A catalizzare lo scenario descritto dal gigante degli investimenti è il clima di incertezza attorno alla Fed che si è venuto a creare nelle ultime settimane. L’indipendenza di questo ente sembrerebbe essere stata minata dalle recenti dichiarazioni del Presidente Trump, intenzionato a riorganizzare la governance della banca centrale per ottenere politiche monetarie più accomodanti, scatenando un’ondata di preoccupazioni tra gli operatori che temono un allentamento forzato delle condizioni monetarie. Secondo JPMorgan, proprio l’oro rappresenterebbe l’asset che più di tutti riflette la cosiddetta “Fed independence trade”: l’incremento delle posizioni long sui future evidenzierebbe un crescente bisogno di protezione da parte degli investitori, in un contesto di potenziale perdita di fiducia verso le istituzioni monetarie. In parallelo, ad incrementare maggior pressione sui prezzi del metallo prezioso si registra anche il rischio di un’inflazione fuori controllo, la quale sta spingendo il capitale verso asset tangibili, come le commodity.
Punto tecnico sul grafico del future
Il future sull’oro quotato al Comex conferma la sua forza con una performance da inizio anno di +36,7%, sostenuta dal recente breakout tecnico che rafforza lo scenario rialzista di medio periodo.
Dal punto di vista grafico, la rottura al rialzo del triangolo rettangolo (in blu) ha confermato un pattern di continuazione, proiettando un target minimo potenziale in area $ 4.000/oncia. La configurazione appare significativa anche grazie all’aumento dei volumi di negoziazione in fase di breakout del limite superiore, elemento che certifica la significatività del movimento in rottura.
Il nuovo obiettivo di prezzo, in uno scenario di breve periodo, si colloca in corrispondenza della resistenza superiore del canale ascendente (in verde), che aveva caratterizzato l’andamento dei prezzi nei mesi scorsi.
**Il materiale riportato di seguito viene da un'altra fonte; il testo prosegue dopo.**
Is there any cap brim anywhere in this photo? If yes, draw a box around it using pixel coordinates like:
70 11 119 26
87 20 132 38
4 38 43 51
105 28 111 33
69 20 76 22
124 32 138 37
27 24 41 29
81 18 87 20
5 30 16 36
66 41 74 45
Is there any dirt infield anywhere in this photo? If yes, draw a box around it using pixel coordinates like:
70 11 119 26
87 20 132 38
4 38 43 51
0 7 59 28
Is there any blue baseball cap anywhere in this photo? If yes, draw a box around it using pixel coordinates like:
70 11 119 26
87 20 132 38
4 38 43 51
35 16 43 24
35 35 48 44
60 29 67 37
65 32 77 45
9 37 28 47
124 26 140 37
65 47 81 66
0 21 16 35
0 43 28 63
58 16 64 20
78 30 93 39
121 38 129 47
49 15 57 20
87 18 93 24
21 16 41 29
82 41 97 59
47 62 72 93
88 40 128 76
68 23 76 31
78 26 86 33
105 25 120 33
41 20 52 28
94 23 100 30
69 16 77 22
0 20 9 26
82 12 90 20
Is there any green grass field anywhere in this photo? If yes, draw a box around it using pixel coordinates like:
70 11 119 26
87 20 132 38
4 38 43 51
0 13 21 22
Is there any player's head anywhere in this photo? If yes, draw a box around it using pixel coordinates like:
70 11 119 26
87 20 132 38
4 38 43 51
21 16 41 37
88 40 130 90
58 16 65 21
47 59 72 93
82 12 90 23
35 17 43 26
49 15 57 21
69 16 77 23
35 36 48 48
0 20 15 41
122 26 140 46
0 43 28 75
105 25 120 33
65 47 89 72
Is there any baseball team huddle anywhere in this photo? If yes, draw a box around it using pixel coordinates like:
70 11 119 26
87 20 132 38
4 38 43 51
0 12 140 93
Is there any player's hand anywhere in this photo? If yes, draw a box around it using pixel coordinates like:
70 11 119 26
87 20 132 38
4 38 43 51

Qualora il metallo prezioso tornasse a muoversi stabilmente all’interno di questo range, si andrebbero a riattivare anche i criteri di supporto e resistenza forniti dai suoi limiti.
Sul fronte degli oscillatori, l’RSI a 14 periodi ha invalidato la precedente divergenza ribassista (in rosso), che fungeva da principale resistenza dinamica. L’oscillatore ha inoltre superato la resistenza statica (in viola), anticipando il movimento verticale dei prezzi e aggiungendo significatività al segnale rialzista.
In ottica operativa, il focus rimane sulle principali resistenze dinamiche e statiche che potrebbero rallentare la corsa dell’asset. Particolare attenzione si dovrà tuttavia come sempre porre all’eventuale discesa dei prezzi sotto i livelli chiave evidenziati, scenario che invaliderebbe temporaneamente il quadro rialzista. Tuttavia, il contesto tecnico appare al momento allineato con i driver geopolitici e macroeconomici, che continuano a favorire l’oro come bene rifugio ed a sostenere il suo rally.